In the openai/openai-agents framework, imagine a hand-off chain:
Agent A delegates a task to Agent B to generate some code.
The generated code is then passed to Agent C (e.g., a Code-Interpreter tool) for execution.

If Agent C cannot execute the code and raises an error, how does the framework handle it?

Does Agent C automatically retry, ask Agent B to regenerate / fix the code, or otherwise communicate upstream?
Does Agent A receive any structured signal to decide whether to retry or choose a fallback?
Is there any built-in “observation + reaction” pattern (ReAct-style) that lets agents inspect the environment, reason about the failure, and iterate?
Or does the framework simply return an error message as the final output with no further coordination?

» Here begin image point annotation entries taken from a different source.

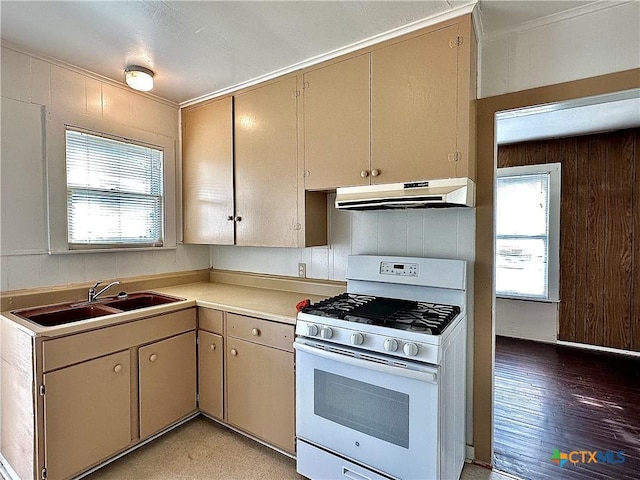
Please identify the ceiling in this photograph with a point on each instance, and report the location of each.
(197, 48)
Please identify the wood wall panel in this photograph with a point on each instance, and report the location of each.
(596, 178)
(599, 233)
(567, 154)
(618, 285)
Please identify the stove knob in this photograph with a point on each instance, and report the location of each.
(326, 332)
(410, 349)
(390, 345)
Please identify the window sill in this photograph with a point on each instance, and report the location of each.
(527, 299)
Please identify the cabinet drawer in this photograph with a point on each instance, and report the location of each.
(96, 343)
(210, 320)
(264, 332)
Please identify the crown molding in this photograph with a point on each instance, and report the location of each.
(390, 34)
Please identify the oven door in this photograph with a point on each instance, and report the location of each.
(377, 414)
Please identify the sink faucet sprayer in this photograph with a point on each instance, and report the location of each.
(92, 291)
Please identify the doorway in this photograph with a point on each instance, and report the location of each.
(551, 400)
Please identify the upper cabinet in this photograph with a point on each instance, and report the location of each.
(336, 124)
(414, 104)
(402, 111)
(266, 165)
(207, 172)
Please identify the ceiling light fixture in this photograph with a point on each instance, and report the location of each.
(138, 78)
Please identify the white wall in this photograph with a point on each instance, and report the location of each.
(35, 91)
(559, 49)
(529, 320)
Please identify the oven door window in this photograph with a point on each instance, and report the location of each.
(370, 409)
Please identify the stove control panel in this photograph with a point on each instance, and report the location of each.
(402, 269)
(374, 342)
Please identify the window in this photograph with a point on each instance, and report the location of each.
(114, 192)
(527, 232)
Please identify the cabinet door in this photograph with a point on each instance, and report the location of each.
(210, 374)
(336, 124)
(167, 382)
(207, 172)
(260, 392)
(87, 414)
(414, 91)
(266, 178)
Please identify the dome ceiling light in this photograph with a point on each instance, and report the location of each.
(139, 78)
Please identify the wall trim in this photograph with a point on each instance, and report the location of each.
(484, 301)
(562, 16)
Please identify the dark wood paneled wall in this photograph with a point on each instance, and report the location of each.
(599, 233)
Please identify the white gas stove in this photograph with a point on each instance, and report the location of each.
(380, 372)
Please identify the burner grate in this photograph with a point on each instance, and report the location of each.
(425, 317)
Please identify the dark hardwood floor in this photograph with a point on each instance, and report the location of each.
(550, 397)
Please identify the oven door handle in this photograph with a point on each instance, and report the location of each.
(423, 376)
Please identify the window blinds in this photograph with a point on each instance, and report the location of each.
(522, 235)
(114, 192)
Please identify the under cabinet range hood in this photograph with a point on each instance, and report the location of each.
(449, 192)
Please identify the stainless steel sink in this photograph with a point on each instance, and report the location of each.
(63, 313)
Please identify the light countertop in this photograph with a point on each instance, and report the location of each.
(269, 304)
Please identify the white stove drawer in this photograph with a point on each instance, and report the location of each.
(318, 464)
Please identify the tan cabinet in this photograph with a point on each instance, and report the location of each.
(260, 380)
(266, 163)
(87, 413)
(167, 382)
(207, 172)
(401, 111)
(211, 362)
(336, 101)
(421, 93)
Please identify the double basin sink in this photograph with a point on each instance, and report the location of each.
(60, 314)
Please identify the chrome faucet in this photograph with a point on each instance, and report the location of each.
(92, 291)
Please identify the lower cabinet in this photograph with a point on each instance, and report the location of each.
(87, 413)
(210, 374)
(260, 384)
(167, 371)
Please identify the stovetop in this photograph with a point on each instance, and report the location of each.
(409, 315)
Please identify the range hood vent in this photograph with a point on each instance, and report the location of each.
(449, 192)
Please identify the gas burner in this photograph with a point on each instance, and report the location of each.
(420, 317)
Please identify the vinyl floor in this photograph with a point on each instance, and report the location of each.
(551, 397)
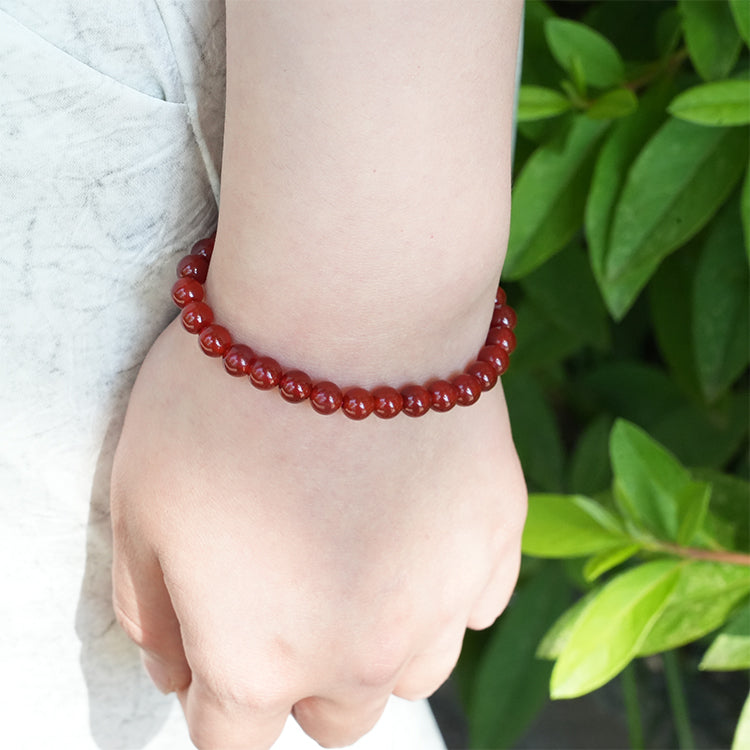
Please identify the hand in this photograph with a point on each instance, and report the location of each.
(271, 560)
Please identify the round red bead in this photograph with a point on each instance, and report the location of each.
(237, 360)
(469, 389)
(417, 400)
(196, 316)
(504, 316)
(186, 290)
(194, 267)
(484, 372)
(388, 402)
(215, 340)
(265, 373)
(295, 386)
(443, 394)
(204, 248)
(496, 356)
(358, 403)
(326, 397)
(503, 337)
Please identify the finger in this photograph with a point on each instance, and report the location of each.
(241, 721)
(427, 671)
(495, 597)
(144, 610)
(338, 724)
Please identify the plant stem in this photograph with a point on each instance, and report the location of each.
(735, 558)
(677, 700)
(632, 707)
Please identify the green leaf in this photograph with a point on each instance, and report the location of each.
(705, 596)
(673, 320)
(537, 348)
(741, 12)
(549, 196)
(679, 180)
(610, 630)
(569, 526)
(745, 212)
(741, 739)
(581, 315)
(605, 561)
(511, 685)
(613, 104)
(626, 25)
(668, 31)
(692, 505)
(638, 392)
(731, 647)
(537, 102)
(539, 67)
(556, 638)
(730, 502)
(722, 327)
(719, 103)
(589, 466)
(711, 36)
(600, 62)
(704, 436)
(620, 148)
(648, 478)
(535, 433)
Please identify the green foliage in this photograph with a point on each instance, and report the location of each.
(719, 103)
(628, 263)
(711, 36)
(508, 698)
(731, 647)
(584, 53)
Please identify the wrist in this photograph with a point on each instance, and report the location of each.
(351, 323)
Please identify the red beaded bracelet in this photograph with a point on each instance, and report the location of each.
(325, 397)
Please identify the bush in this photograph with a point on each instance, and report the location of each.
(628, 264)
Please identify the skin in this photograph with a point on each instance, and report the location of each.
(268, 559)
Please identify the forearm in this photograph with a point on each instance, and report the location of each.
(366, 183)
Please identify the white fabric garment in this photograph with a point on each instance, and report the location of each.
(111, 119)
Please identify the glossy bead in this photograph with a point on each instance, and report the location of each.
(196, 316)
(186, 290)
(326, 397)
(215, 340)
(358, 403)
(295, 386)
(496, 356)
(504, 316)
(503, 337)
(443, 394)
(237, 360)
(484, 372)
(265, 373)
(194, 267)
(417, 400)
(468, 387)
(388, 402)
(204, 248)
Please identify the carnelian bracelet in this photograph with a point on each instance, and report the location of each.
(295, 386)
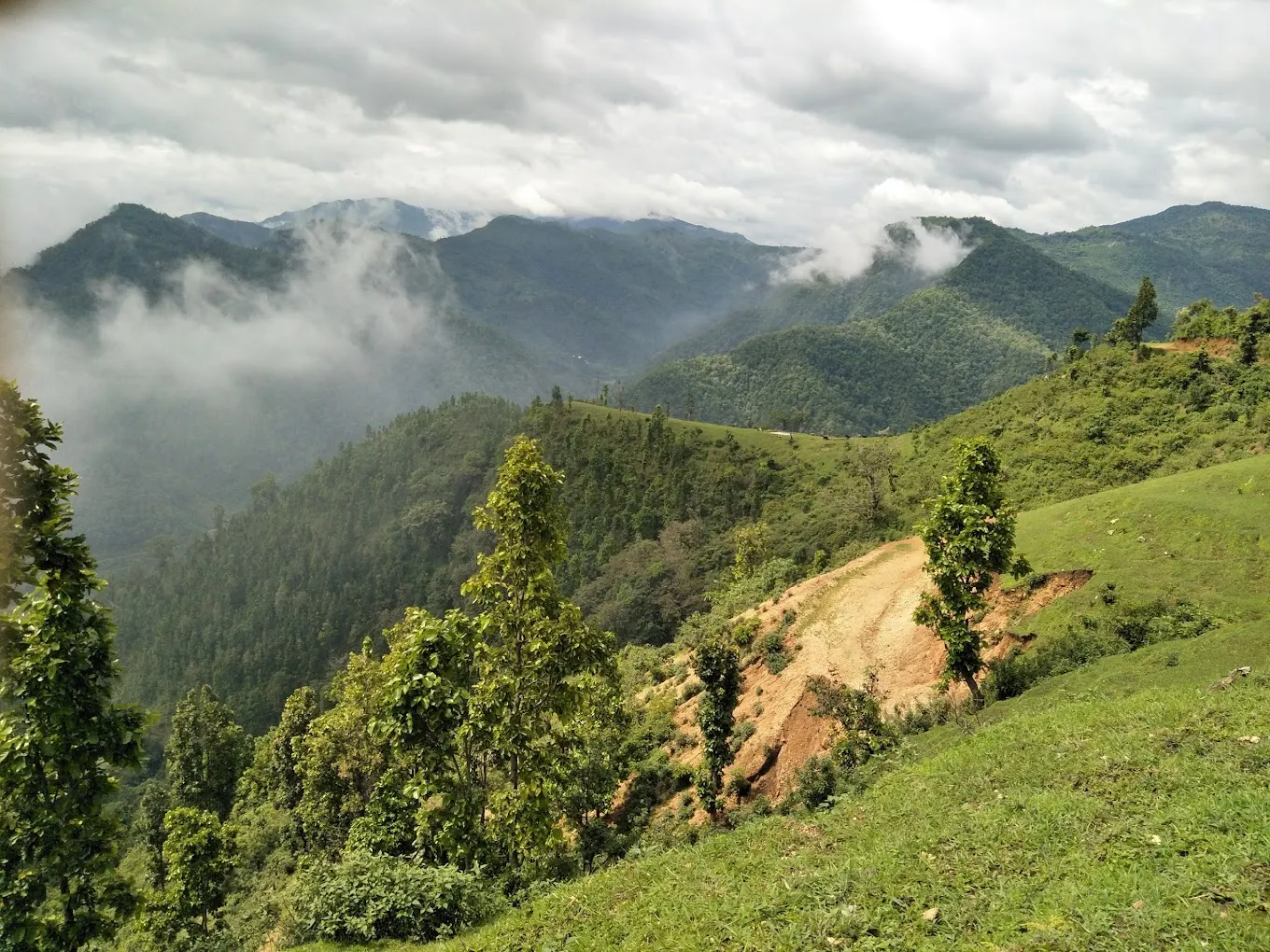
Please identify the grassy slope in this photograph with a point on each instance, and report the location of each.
(1118, 785)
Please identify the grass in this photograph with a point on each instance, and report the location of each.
(821, 454)
(1113, 807)
(1204, 536)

I couldn’t find clear documentation or issues describing a built-in retry/feedback loop or ReAct-like observation mechanism for this failure case. If anyone has pointers (code snippets, issues, or docs) showing how openai-agents handles such hand-off failures—or confirming that no such mechanism exists—I’d appreciate it! I can sê thí behaviors clearly in CrewAI or Langchain, but not Openai-agents

wide condor
#

What you need is agent as tool, instead of agent handoff.

#

When configuring an agent handoff the managing agent gives all the control to the handoff agent, and the handoff agent is going to continue without returning to the previous agent. It’s like “now this is your job, I leave”

#

However, when configuring an agent as tool, the managing agent can call the tool (that inside there is the agent doing its stuff), get a response, read it and decide what to do,. The agent loop in OpenAI agents lib happens within the agent and the tools.

mental sentinel
#

So that means, there are no behaviors the agents can communicate with each other. If each agent act like a tool, this can't have conversation history. If this agent as tool, I have been read, the tools only call 1 times, then settings will change tool use from "required" to "auto" and let agents A or Orchestrator decided what to do next, right?

wide condor
#

There is no “native” way in OpenAI libs for agents to talk one to another.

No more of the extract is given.